I’ve just played Mark Mitchell’s scenario, “Hot in the City” from the new Line of Fire 13 and it was pretty great. The scenario uses the Day of Heroes map and the Heroes of the Gapcounters to showcase a battle between the Americans and Soviets in a small Libyan city just after a sandstorm passes through town.
There’s a semi-random setup in the scenario, which is great for replayability and it’s really exciting as both sides scramble for prime real estate on the Day of Heroes map, the entirety of which is available for play. To add to the tension, each side has a Mobile Reserve Force consisting of some armor and an additional squad. These forces might come on at any time during the game so there’s a lot of tension here.
The battle gets deadly very quickly, especially with the addition of tanks and the paltry terrain values on the map. The lighter construction buildings only offer a defensive value of 1 while the rubble hexes offer the most defensive value at 3. With a scenario full of modern weapons and armor, you can imagine that it’s not long before casualties are stacking up on both sides. In the scenario I played, the game stopped two turns short of the turn limit due to the massive losses incurred by the Soviets.
Soviet Political Officer gets taught a lesson in “Hot in the City”
Here are a few highlights of the game I played.
-The Soviet side rolled a 12 on a fight or die rally attempt while sitting adjacent to an American M1 Abrams. I’ve been playing HotG pretty regularly since it came out and this was the first time it happened. Anyway, the shaken squad rebelled and killed the political officer. I felt immense pride in that little squad that decided it wasn’t going to be pushed around anymore…Unfortunately, it was eliminated in melee shortly thereafter.
-The Soviet Mobile Reserve Force entered the map and started mopping up the lone American squads left and right. Any units that were isolated were quickly destroyed as they took cover in cardboard huts while a T-80 tank fired on them point blank. No less than 3 US squads were eliminated in this fashion.
-An American squad managed to capture an RPG-16 during melee in a previous turn and as a BMP rolled up to the door to fire at it on the subsequent turn, the US side rolled a “2” to hit, and ended up killing it. I always love it when squads use enemy weapons to great effect on their opponent. It’s hilarious and impressive to see.
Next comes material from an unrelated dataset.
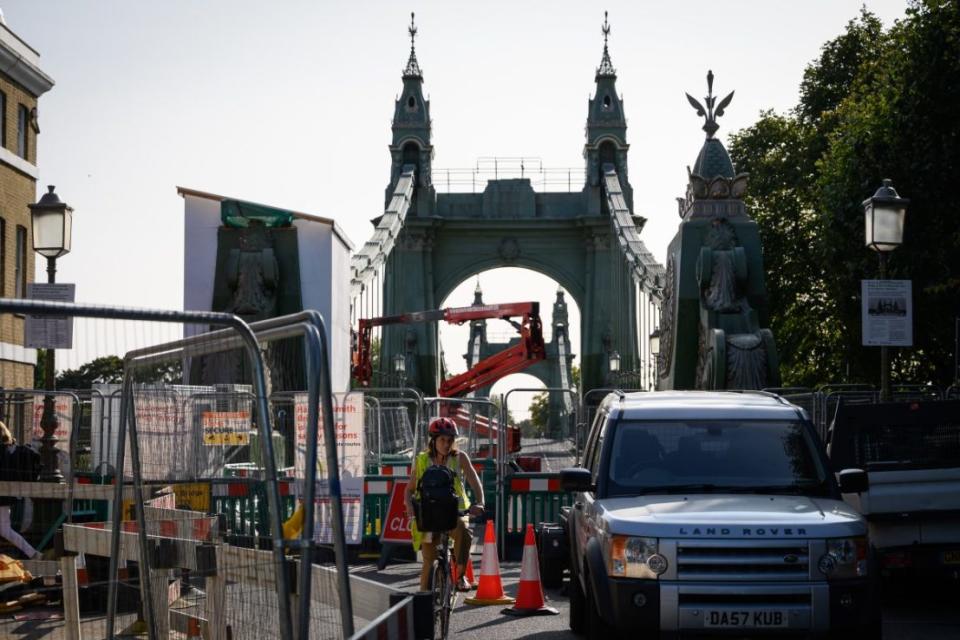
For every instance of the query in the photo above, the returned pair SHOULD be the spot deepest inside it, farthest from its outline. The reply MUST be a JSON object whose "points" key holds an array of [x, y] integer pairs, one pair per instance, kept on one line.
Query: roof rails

-A Soviet squad actually managed to shake up an M1 Abrams tank with close range small arms fire, which I’ve never really seen before. The Abrams kept failing its morale checks in the next three turns and it reversed uselessly back to the edge of the map. It was quite impressive and it’s something that really only happens on these kinds of maps where the fighting is in cramped streets. I guess this event highlights the up close and personal nature of the scenario due to the map.
A look at the end result as Turn 6 came to a close. Carnage and shaken units everywhere.
Anyway, my overall opinion is that this is a terrific scenario. It breathes some new life into the Day of Heroes map and it focuses on a region other than Central Europe so it offers something different for the 1985 WWIII LnL universe. You also have to adjust your tactics quite a bit to take into account the very short range combat and the deadly weaponry versus meager defensive terrain on the map. Both sides have to think about where their opponent will enter the map with their armor and plan accordingly. Finally, the scenario is very well balanced and the handful of matches I have played see-sawed back and forth until one side finally crumbled completely.
Kudos to Mark Mitchell for doing a great job and I look forward to playing this scenario again and writing a full report on it.